My favourite thing about house humters are people with a budget of around $100,000 to $125,000 complaining about not seeing
-only hardwood flooring
-Granite
-stainless steel applicances
-etc.etc

irishbear99

  • Bristles
  • ***
  • Posts: 295
Re: Income Property Show's faulty math
« Reply #46 on: November 21, 2014, 02:12:12 PM »
I loved watching HGTV when we had cable. I enjoyed house hunters because they show so many different options you can have in your house. It was fun to see what people did design-wise and get ideas. However, I had to stop watching because the more I did, the less happy I became with my own house. I started seeing all the "potential" (aka, flaws) and spending gobs of money (in my mind only, thank goodness) to "fix up" the house. Now, I don't live in the fanciest of places, and yes I would love to do some upgrades, but it's a good house in a good neighborhood and there's nothing actually wrong with it. I've found I'm much happier when I'm grateful for what I have instead of longing for what I don't.

The other shows I loved to watch on HGTV were the Property Brothers and Holmes Inspection. With Property Brothers, I liked how they gave people alternatives for getting at least some of the things they wanted in a house without buying something way above their budget. Plus, it was nice to see the couples actually do some of the work for their dreams (at least, on camera), helping with demo, etc.

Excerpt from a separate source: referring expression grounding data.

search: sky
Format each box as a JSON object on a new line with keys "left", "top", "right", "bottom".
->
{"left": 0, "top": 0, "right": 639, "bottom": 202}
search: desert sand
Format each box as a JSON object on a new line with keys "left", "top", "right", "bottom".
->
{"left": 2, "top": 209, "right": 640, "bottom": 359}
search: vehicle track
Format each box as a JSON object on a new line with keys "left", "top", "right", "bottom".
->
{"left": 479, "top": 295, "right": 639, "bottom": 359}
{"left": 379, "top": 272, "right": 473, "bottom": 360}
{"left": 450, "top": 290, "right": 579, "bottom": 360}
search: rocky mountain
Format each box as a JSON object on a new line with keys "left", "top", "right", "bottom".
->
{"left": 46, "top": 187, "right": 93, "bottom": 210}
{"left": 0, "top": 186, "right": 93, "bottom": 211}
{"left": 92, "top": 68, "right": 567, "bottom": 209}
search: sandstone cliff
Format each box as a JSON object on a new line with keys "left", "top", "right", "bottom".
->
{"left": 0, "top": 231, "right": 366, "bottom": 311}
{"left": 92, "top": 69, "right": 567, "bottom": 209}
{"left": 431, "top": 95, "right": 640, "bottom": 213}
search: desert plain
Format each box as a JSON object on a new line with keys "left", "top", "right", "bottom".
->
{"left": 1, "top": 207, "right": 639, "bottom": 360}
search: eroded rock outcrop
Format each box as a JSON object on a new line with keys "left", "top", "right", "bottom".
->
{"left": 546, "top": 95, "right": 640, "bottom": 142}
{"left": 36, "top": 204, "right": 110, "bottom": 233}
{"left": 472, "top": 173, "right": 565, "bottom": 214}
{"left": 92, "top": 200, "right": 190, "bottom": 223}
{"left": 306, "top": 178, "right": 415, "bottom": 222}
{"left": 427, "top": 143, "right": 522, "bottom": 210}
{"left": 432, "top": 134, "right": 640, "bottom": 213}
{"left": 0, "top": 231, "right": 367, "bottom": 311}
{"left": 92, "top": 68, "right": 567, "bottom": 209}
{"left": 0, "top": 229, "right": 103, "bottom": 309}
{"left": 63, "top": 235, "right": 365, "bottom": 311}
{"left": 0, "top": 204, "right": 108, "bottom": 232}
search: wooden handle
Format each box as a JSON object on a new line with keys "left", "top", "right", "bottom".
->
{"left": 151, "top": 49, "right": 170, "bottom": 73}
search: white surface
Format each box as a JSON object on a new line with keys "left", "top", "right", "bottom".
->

Holmes Inspection was educational for me because it went beyond the asthetics and got into fixing the guts of the house - wiring, plumbing, foundation issues - stuff I knew nothing about. Plus, Mr. Holmes seemed like a nice, compassionate guy who really felt for the home owners that got stuck with lemons and had no idea how to fix them.

Gen Y Finance Journey

  • Stubble
  • **
  • Posts: 209
  • Location: CA
Re: Income Property Show's faulty math
« Reply #47 on: November 24, 2014, 09:27:04 AM »
I've always wondered how the financials work on shows like Property Brothers, when someone is buying a house and doing immediate renovations. They always treat the budget as home purchase price + cost of renovations, but is that correct? Presumably if a couple comes in with a max budget of, say, $400k, that's because they got pre-approved for that amount, specifically for a mortgage and tied to an interest rate. But will the bank let you divide that amount between a mortgage loan and a renovation loan? Are the interest rates comparable? How does it work?